どの論文でも大抵そうだが、ニューマークの論文(文献 1)も"要約"の次が"イントロダクション"である。そこでは、解析対象となる構造物のモデル化の概要やニューマーク法の適用範囲について説明されている。内容の一部は"要約"ともかぶっているので、読んでいてくどい感じがしないでもない。

"イントロダクション"にはあまり特筆すべきようなことは書かれていない。例えば、部材が節点で繋がる骨組モデルを考え、部材に作用する荷重や部材重量は節点に集中させるとか、ニューマーク法は弾塑性問題にも使用できるといった今日的観点からはお馴染みの内容である。

その次の節の"解析法(Method of Analysis)"からいよいよニューマーク法の詳細な説明が展開される。この節は、以下の5つの小節から構成されている。

 段階的積分法(Step-by-Step Integration Procedure)
 数値計算の安定性と誤差(Stability and Errors in Numerical Computation)
 パラメータ β の解釈(Interpretation of Parameter b
 減衰の扱い(Treatment of Damping)
 推奨する時間刻みと β の選択(Recommended Time Interval and Choice of b

節の始めには、解析対象となる構造物として、下図のような荷重を受ける平面骨組が示されている(論文の Fig. 1. General Type of Structure and Loading を模写したもの)。


Nwmk_fig1_a.jpg

図中の丸印は質量(mass)を表している。部材要素は変形可能なので、これらの質量は水平、鉛直へと動くことができる。いわゆる集中質量モデルであり、部材は変形するが重量(質量)を持たず、部材自体の質量は節点に割り振られる。

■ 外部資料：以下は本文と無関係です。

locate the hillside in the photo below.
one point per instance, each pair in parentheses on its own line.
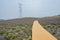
(20,28)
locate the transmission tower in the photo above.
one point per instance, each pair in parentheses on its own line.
(20,8)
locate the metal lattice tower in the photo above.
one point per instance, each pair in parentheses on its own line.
(20,8)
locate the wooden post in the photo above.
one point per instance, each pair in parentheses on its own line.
(39,33)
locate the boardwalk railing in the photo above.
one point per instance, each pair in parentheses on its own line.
(39,33)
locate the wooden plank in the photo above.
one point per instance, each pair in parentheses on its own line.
(39,33)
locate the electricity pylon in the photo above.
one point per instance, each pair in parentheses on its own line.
(20,8)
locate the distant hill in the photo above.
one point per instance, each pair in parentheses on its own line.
(21,28)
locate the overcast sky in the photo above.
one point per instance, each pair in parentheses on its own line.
(30,8)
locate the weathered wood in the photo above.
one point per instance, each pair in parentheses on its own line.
(39,33)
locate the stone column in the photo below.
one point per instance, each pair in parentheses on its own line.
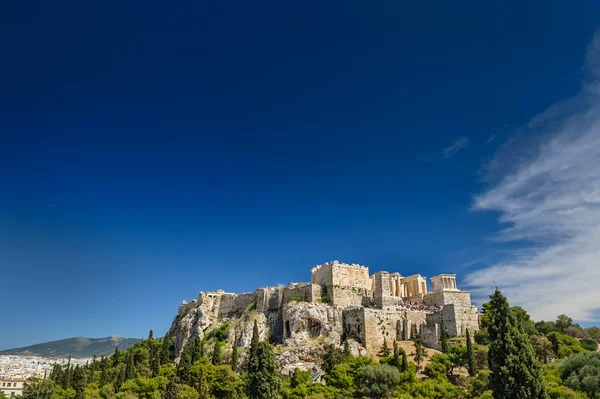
(382,288)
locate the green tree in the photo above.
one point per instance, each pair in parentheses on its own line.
(470,356)
(346,351)
(589,345)
(593,332)
(185,364)
(225,383)
(300,377)
(331,357)
(43,390)
(385,349)
(563,345)
(443,337)
(253,349)
(515,374)
(154,359)
(130,371)
(581,372)
(404,365)
(116,356)
(562,322)
(379,381)
(198,349)
(524,320)
(542,348)
(263,381)
(420,353)
(545,327)
(215,357)
(234,357)
(79,382)
(165,350)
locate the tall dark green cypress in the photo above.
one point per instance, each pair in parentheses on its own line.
(93,368)
(215,357)
(198,349)
(396,355)
(470,356)
(154,359)
(68,375)
(234,357)
(130,372)
(165,350)
(515,373)
(263,375)
(385,349)
(116,356)
(79,382)
(253,350)
(185,363)
(347,352)
(443,337)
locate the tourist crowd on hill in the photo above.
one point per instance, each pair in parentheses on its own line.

また、A, B で代表される支持点も水平、鉛直に移動可能である。つまり、基礎上の支持点が相対変形を生じて部材に応力が発生するような状況にも対応しており、支持点上にある質量による慣性力の任意方向への作用が考慮される。

図中の M における質量を抜き出したものを以下に示す(論文の Fig. 2. Detail of Mass as Free Body を模写したもの)。

Nwmk_fig1_b.jpg

左側の図は、質量を取り除いて骨組構造物だけを描いたもの、右側は抜き出した質量のみを描いたものである。構造物の抵抗力(resisting force)を R で表している。矢印は R の正の方向と対応いている。また、x は変位を表している。この例では、水平方向成分しか描かれていないが、一般的には鉛直成分も存在する。

この抜き出した質量の運動方程式を立てるわけだが、それについてはまた後日。。


参考文献

  1. N. M. Newmark : A method of computation for structural dynamics. Journal of the Engineering Mechanics Division, ASCE, p.67-94, 1959.